Our urge to help solve problems for alcoholics and drug addicts we love can cross the line into enabling them to continue destructive behavior. Enabling means participating in denial of the problem and the failure to set boundaries. It means doing things they are capable of doing for themselves, but they don’t. By nature, we want to help people we care about. When a family member or friend becomes trapped in the downward spiral of alcohol or drug addiction, we want to reach out and fix it. Learning to determine the distinction between offering support and enabling can make all the difference in the recovery process.

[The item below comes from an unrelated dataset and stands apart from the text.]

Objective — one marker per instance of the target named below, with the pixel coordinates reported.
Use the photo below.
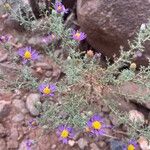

Recognizing fear, anger and guilt
Watching people destroy themselves, and often those closest to them, with the effects of alcohol or drug abuse is painful. Family and friends become fearful. They worry about loss of income, reputation, and the addict’s health. They resent the addict’s lack of responsibility, and they feel helpless and guilty about their inability to stop someone else’s addiction. These intense emotions drive the desire to help, often to such an extent that it becomes enabling. The best way to be a friend is to deal with your own emotions and motivations.
How to stop enabling
Once friends or family members actually acknowledge the addiction, the next step is stepping back and allowing the natural consequences of alcohol or drug abuse to happen. This means bringing a halt to behaviors like cleaning up after a binge, lying or covering up for the addict, bailing the addict out of jail, and paying the addict’s bills. In order to stop enabling, one must be willing to make difficult choices. Sometimes it means risking the loss of an important relationship. It takes courage and the support of others in the same situation. In the end, using tough love can lead not only the addict, but the addict’s family and friends, on the path to recovery.